As persons rendering dental services temporarily while visiting the United Kingdom will not be registered in the dentists' register, the disciplinary procedures provided in the Dentists Act for use against registered dentists could not be applied. Article 7 provides a parallel procedure which might be operated by the disciplinary committee of the General Dental Council to impose a prohibition on the person concerned in respect of the rendering of dental services in the United Kingdom in the future.

The recognition directive requires that in the temporary provision of services, the visiting dentist shall be subject to the same rules of conduct which apply in the host state. The wording of Article 7 therefore follows closely that used in Section 25 of the Dentists Act 1957 which relates to the erasure of a name from the dentists' register kept by the General Dental Council in the United Kingdom. In particular, the disciplinary committee of the General Dental Council, under Section 25 of the Act, may not cause erasure of a person's name on account of a conviction for an offence which does not, either from the trivial nature of the offence or from the circumstances under which it was committed, disqualify a person from practising dentistry.
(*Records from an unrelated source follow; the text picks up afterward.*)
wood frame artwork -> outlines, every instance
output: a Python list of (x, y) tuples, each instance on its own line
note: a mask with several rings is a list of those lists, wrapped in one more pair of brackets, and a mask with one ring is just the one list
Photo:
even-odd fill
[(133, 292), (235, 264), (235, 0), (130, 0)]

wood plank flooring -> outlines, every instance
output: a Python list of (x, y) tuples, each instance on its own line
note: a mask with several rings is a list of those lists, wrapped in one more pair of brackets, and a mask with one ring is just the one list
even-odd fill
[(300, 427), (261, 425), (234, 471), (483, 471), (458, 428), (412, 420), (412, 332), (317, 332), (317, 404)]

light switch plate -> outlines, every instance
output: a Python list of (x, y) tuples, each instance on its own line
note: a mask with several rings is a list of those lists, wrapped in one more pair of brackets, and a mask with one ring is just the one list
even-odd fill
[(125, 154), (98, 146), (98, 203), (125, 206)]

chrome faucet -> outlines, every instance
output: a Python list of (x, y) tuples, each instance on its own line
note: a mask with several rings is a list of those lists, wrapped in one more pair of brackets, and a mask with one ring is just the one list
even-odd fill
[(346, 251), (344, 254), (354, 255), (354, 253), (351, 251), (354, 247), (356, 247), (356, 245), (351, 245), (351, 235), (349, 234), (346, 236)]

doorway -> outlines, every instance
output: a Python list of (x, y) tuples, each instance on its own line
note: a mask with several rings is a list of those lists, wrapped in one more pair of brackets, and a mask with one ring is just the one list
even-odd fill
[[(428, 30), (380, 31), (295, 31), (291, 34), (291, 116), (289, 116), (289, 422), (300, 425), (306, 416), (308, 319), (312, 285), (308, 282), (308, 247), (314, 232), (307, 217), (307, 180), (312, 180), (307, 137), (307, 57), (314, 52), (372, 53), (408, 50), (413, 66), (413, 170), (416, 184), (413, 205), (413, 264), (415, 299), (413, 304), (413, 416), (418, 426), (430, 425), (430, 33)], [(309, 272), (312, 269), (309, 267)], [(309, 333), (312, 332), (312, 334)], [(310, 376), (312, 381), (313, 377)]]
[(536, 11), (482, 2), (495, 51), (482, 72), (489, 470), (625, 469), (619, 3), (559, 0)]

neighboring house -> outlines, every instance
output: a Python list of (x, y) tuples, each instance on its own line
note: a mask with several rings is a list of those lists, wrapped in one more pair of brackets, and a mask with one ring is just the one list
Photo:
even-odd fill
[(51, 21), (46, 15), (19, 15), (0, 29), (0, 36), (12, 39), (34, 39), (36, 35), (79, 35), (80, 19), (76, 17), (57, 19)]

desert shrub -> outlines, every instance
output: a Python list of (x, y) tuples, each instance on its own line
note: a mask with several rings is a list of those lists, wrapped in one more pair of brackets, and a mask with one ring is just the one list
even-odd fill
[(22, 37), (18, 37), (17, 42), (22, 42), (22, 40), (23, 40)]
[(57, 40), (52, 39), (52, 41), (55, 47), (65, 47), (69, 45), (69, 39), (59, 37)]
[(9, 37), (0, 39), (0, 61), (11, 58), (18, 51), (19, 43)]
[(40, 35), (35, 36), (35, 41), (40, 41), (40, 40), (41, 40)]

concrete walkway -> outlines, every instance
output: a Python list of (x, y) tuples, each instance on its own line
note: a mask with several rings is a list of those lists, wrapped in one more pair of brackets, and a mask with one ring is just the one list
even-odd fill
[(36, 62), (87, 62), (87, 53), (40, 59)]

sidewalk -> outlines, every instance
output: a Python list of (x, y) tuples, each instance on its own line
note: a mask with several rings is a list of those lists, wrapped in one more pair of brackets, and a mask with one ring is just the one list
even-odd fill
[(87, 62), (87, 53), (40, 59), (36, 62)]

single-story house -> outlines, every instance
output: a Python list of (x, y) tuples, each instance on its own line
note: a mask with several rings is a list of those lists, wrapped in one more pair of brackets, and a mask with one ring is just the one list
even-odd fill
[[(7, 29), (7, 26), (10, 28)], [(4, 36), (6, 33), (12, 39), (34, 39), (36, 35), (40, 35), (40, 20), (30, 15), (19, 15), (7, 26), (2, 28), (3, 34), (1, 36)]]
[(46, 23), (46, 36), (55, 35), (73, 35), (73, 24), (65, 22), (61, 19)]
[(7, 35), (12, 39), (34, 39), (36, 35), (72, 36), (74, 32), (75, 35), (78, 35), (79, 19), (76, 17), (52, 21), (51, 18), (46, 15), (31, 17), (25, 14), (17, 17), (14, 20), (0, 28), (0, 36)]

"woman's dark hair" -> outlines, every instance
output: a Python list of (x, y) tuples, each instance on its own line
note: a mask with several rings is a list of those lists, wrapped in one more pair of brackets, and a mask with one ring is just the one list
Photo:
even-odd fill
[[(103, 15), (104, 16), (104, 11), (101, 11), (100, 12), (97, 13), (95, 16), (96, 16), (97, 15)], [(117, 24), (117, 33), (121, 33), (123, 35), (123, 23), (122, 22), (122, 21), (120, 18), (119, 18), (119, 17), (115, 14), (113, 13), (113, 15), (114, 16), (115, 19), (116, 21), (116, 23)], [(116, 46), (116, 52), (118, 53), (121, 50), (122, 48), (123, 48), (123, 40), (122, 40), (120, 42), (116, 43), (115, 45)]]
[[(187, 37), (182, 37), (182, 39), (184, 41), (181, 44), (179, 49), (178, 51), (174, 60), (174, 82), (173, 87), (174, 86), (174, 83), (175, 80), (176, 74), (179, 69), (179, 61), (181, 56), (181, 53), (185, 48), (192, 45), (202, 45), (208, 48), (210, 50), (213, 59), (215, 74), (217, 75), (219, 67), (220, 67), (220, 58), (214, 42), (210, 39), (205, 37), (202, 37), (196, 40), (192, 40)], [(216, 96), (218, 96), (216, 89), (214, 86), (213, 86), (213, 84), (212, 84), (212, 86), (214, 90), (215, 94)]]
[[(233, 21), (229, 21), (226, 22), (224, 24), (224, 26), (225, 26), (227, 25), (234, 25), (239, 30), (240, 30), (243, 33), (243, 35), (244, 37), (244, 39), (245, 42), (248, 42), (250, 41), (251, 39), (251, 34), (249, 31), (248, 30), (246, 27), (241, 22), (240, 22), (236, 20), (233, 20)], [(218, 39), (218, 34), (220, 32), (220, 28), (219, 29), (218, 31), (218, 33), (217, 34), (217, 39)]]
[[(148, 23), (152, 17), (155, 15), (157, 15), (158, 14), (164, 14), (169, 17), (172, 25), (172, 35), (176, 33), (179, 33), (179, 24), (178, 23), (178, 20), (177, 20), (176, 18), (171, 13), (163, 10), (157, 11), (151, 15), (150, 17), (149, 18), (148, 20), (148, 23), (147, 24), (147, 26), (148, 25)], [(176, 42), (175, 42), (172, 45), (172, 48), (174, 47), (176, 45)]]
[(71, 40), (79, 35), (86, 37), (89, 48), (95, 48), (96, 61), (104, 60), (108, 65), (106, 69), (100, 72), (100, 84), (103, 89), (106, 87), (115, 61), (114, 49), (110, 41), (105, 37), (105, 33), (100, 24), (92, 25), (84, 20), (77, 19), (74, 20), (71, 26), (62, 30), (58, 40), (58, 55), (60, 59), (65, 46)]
Consequently, article 7 (2) of the draft order excludes consideration of criminal offences of a trivial nature when the disciplinary committee is considering imposing a prohibition on a visiting dentist providing services temporarily.

The provisions of this draft order constitute no departure in principle from those contained in the existing orders relating to doctors and nurses. Furthermore, the drafting of the EEC directives in 1978 and, more recently, the means of implementing them in the United Kingdom have been the subject of the closest consultation and agreement both with the General Dental Council, on which will fall the duty of registering EEC dentists who wish to work here, and with the British Dental Association representing the profession itself.

This order is not directly concerned with the recognition and acceptance of our own dentists in other member states, which is of course the other side of the coin which was minted by the Council of Ministers when the dental directives were adopted. Nevertheless, our own dentists are assured of corresponding benefits as other states implement similar measures, which the directives require them to do. The amendment of United Kingdom legislation by means of the Dental Qualifications (EEC Recognition) Order 1980 is an aspect of this mutual co-operation. I beg to move.

Moved, That the draft order laid before the House on 22nd April be approved.— (LordLyell.)

Baroness DAVID

My Lords, I thank the Minister for the very full account he has given of the order and for answering the points which were raised by the Joint Committee about the disciplinary provisions. I have no comments to make, except to say that we are very glad about the requirement of linguistic knowledge, because it is obviously extremely important when foreigners come to practise in this country that patients can understand them; there must be full communication. We therefore support and approve the order.

On Question, Motion agreed to.


My Lords, I beg to move that the House do now adjourn during pleasure until 8 o'clock.

Moved, accordingly and, on Question, Motion agreed to.